This is No 30 of Oxford Monographs on Medical Genetics. It discusses various demographic features of Arabs, selected disease entity among Arabs, genetic disorders in Arab countries and geographic regions, as well as cultural and religious attitudes to genetic issues. It provides an explanation of the important observation that there are many reports of genetic diseases in Arab populations. This could be explained by the large families and high level of consanguinity which increase the frequency of autosomal recessive conditions. In addition, with control of infectious diseases, genetic disorders will become a more prevalent problem.

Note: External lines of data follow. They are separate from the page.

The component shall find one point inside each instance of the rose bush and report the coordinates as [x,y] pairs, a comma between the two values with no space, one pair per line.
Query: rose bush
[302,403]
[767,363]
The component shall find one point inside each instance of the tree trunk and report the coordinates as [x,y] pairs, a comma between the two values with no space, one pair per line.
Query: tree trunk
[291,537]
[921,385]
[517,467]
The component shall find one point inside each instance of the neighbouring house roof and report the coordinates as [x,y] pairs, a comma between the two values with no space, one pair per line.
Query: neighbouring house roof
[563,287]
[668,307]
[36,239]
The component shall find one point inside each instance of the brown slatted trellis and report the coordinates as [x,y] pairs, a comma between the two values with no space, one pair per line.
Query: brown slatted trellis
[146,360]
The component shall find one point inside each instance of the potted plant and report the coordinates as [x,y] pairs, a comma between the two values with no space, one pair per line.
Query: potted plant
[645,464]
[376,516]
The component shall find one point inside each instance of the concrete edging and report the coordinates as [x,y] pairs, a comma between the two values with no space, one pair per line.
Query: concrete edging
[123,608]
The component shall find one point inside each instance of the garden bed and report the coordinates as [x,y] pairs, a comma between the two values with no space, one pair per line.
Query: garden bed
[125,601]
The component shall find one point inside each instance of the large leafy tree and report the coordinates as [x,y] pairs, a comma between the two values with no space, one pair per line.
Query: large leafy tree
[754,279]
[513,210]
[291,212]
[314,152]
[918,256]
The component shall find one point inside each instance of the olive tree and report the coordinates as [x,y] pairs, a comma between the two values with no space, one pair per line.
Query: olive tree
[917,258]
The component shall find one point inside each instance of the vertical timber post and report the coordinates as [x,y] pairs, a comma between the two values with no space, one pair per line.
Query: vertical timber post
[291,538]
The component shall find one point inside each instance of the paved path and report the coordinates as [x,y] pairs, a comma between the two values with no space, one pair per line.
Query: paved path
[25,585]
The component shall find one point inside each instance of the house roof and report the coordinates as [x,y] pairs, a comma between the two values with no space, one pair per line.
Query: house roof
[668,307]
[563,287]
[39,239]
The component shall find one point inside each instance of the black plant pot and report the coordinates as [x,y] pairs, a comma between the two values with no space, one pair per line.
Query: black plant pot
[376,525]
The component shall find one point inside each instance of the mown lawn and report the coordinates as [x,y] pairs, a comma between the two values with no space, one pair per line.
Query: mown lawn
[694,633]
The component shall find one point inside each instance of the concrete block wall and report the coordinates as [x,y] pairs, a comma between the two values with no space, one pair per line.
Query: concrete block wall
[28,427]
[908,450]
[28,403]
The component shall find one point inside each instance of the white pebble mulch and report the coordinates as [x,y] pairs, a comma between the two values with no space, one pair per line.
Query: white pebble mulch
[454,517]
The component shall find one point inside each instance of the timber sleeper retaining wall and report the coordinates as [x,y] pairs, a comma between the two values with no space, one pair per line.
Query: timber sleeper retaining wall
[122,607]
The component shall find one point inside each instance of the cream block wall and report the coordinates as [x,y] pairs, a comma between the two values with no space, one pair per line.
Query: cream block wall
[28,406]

Until now, the exact size of the problem of genetic diseases was not known because of lack of epidemiological population based studies. However, there are several case reports and hospital based studies that indicate an increasing number of genetic diseases. Some of these were described first in Arab populations, for example, limb/pelvis, hypoplasia/aplasia syndrome described in a Palestinian family from Kuwait; subsequently reports came from other countries including Brazil and Italy.

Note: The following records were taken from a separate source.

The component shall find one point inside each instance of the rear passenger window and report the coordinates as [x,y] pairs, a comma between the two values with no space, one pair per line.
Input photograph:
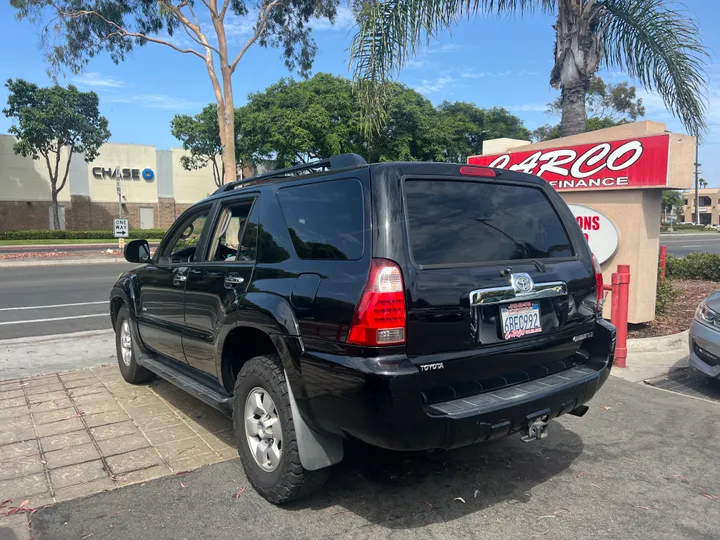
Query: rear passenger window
[325,220]
[461,222]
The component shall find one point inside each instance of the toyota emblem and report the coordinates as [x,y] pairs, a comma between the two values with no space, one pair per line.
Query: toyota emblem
[521,282]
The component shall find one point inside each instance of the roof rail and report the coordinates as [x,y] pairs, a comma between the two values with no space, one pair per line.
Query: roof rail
[341,161]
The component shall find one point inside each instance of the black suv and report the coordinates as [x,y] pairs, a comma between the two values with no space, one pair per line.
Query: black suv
[412,306]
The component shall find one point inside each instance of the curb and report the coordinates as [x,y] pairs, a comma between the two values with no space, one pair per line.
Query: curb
[659,344]
[709,233]
[18,263]
[55,337]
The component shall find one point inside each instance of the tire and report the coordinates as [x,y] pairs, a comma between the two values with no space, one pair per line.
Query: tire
[263,376]
[129,368]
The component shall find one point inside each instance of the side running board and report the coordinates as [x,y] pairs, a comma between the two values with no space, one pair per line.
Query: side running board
[220,401]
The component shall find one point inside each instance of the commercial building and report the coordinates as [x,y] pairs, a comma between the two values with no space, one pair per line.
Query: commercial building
[709,205]
[155,188]
[612,179]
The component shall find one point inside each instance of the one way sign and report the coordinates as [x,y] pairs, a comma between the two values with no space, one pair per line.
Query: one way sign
[121,228]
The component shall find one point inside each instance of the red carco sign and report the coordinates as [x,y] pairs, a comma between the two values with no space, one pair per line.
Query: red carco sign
[630,163]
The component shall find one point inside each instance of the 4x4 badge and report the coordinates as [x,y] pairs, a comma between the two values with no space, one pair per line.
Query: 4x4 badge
[521,282]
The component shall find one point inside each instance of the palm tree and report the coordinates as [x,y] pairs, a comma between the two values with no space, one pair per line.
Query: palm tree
[655,44]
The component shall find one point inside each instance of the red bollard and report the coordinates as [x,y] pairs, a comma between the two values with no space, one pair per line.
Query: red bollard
[663,261]
[614,299]
[621,282]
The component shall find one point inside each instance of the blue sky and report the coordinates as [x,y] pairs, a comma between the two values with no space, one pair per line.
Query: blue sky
[488,61]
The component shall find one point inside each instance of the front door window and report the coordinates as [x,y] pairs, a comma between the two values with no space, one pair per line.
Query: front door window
[182,247]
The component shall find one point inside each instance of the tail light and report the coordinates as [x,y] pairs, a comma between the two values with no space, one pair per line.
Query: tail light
[599,285]
[380,315]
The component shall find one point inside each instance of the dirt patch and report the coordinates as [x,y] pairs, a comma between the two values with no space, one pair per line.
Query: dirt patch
[680,313]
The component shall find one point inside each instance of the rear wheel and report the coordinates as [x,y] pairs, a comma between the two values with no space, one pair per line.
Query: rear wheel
[131,371]
[265,433]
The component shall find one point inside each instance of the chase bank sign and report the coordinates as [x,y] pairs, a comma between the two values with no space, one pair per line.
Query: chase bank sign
[107,173]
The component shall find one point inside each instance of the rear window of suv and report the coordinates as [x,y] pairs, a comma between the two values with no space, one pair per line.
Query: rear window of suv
[325,220]
[463,222]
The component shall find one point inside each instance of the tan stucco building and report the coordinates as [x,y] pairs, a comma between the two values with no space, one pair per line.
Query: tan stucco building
[634,209]
[155,188]
[709,204]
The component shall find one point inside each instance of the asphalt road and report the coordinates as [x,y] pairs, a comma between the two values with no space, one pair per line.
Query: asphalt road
[45,300]
[73,248]
[641,464]
[682,244]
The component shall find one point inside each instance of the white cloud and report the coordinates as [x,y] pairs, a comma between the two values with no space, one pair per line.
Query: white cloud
[527,107]
[483,74]
[447,47]
[156,101]
[93,79]
[344,19]
[427,86]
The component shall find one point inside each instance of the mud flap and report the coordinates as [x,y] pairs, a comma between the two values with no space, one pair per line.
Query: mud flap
[317,450]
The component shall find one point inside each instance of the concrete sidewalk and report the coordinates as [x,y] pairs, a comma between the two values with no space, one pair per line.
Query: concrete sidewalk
[46,355]
[639,465]
[651,357]
[81,432]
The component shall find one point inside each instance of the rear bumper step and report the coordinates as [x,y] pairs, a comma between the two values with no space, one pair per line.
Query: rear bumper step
[514,395]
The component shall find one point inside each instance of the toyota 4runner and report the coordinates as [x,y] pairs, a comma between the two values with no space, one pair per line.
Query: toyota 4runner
[412,306]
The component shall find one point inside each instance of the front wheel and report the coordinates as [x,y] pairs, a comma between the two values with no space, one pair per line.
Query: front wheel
[131,371]
[265,433]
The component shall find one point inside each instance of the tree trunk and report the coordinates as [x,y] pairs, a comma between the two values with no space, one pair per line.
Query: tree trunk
[578,52]
[56,210]
[574,118]
[227,127]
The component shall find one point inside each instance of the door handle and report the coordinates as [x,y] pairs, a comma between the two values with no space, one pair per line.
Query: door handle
[234,280]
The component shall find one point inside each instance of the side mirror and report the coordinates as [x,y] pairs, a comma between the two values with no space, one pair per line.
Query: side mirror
[137,251]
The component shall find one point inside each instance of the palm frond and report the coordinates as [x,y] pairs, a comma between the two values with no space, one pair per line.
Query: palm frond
[661,48]
[389,32]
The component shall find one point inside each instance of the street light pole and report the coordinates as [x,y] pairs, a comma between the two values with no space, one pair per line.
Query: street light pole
[697,182]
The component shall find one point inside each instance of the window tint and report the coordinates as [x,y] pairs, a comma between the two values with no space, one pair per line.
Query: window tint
[181,247]
[460,222]
[230,232]
[325,220]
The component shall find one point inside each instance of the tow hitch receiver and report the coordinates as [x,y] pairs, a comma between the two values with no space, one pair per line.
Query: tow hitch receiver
[536,429]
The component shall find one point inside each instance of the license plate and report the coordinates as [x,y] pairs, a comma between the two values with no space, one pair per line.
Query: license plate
[520,319]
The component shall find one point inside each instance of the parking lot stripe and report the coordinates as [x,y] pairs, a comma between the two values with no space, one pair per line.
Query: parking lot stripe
[55,319]
[55,305]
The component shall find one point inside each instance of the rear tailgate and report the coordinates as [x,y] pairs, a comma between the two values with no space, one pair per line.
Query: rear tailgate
[499,287]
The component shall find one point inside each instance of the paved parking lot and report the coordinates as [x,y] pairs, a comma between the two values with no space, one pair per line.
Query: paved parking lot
[641,464]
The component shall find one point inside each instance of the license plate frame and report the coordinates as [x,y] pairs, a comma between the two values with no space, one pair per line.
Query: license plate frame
[520,319]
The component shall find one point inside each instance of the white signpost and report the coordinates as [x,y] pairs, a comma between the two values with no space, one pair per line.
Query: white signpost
[121,225]
[121,231]
[599,231]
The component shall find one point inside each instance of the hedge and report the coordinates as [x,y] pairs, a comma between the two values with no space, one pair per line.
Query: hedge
[694,266]
[78,235]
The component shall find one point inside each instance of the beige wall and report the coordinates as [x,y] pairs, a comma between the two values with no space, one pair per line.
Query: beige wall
[133,156]
[636,214]
[191,186]
[712,210]
[25,179]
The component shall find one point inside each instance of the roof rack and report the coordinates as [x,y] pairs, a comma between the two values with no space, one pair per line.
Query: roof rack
[341,161]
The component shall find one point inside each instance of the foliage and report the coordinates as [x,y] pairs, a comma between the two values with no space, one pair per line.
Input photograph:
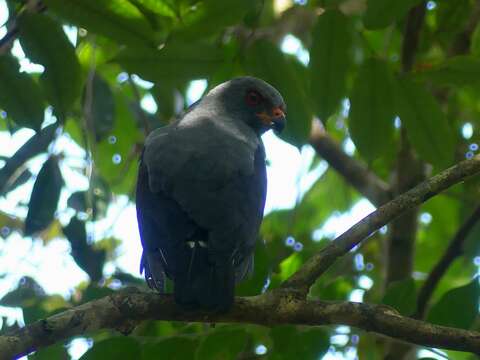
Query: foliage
[89,91]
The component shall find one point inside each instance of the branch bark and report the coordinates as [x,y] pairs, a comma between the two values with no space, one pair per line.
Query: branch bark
[319,263]
[454,250]
[123,310]
[353,171]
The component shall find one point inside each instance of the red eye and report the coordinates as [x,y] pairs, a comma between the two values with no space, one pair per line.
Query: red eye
[253,98]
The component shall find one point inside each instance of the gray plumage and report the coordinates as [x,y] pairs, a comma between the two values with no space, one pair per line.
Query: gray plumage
[201,193]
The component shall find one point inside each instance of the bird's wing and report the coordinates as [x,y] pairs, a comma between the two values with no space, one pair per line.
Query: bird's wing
[203,180]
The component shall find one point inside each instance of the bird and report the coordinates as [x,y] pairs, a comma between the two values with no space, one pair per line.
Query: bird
[201,191]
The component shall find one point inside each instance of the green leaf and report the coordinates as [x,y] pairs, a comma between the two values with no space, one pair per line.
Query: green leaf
[456,71]
[116,19]
[118,347]
[254,283]
[116,156]
[178,347]
[372,109]
[87,258]
[266,61]
[44,199]
[232,341]
[177,60]
[51,352]
[381,13]
[99,102]
[457,308]
[330,59]
[401,295]
[20,95]
[37,144]
[45,42]
[212,16]
[291,342]
[475,41]
[426,125]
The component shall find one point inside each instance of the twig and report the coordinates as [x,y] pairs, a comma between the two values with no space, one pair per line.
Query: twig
[124,310]
[136,94]
[320,262]
[454,250]
[354,172]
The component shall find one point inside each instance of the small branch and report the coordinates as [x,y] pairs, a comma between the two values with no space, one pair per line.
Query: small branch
[354,172]
[454,250]
[136,94]
[320,262]
[412,35]
[125,309]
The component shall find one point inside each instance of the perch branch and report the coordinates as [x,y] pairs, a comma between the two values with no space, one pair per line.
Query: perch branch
[454,250]
[123,310]
[353,171]
[320,262]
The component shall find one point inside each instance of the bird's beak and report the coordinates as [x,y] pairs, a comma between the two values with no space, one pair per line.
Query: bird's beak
[276,120]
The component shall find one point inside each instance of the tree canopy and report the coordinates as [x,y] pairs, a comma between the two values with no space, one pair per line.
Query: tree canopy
[384,92]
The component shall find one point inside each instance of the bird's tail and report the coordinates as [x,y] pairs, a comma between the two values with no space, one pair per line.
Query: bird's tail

No source of information has collected these reports in a systematic way, hence the importance this book which helps researchers in getting information on genetic diseases among Arab populations.

One would expect more description of genetic diseases in different Arab countries with advanced health care and improved laboratory technology. Therefore, revision and updating of this book are expected in the future because the subject is changing rapidly.

As a paediatric neurologist, I found the book very useful, in particular the chapter on new syndromes first reported among Arabs. More than 100 new single gene syndromes are described. Chapters on genetic disorders among the bedouin and cultural aspects are important for all doctors treating patients with genetic disorders. The chapters are based on the geography of Arab countries resulting in some repetition.

The editors have tried to cover the subject as broadly as possible but I think that coverage for certain diseases was not optimum, for example, endocrine and kidney disorders, congenital adrenal hyperplasia and congenital nephrosis, which are observed in certain Arab tribes. Similarly, the coverage of genetic and metabolic disorders in Saudi Arabia was also not complete, since Saudi Arabia is the origin of all tribal migration to other Arab countries. Many inborn errors of metabolism have been described from Saudi Arabia, for example in a special supplement of Developmental Medicine and Child Neurology in April 1991.

Despite these limitations the book provides a good source of information regarding genetic diseases in Arab countries. It is a good reference book for paediatricians, geneticists, neurologists, and other medical specialists in Arab countries as well as physicians from other countries who may face a medical problem in Arab patients and who may not be aware that these rare genetic diseases do occur in Arab populations frequently.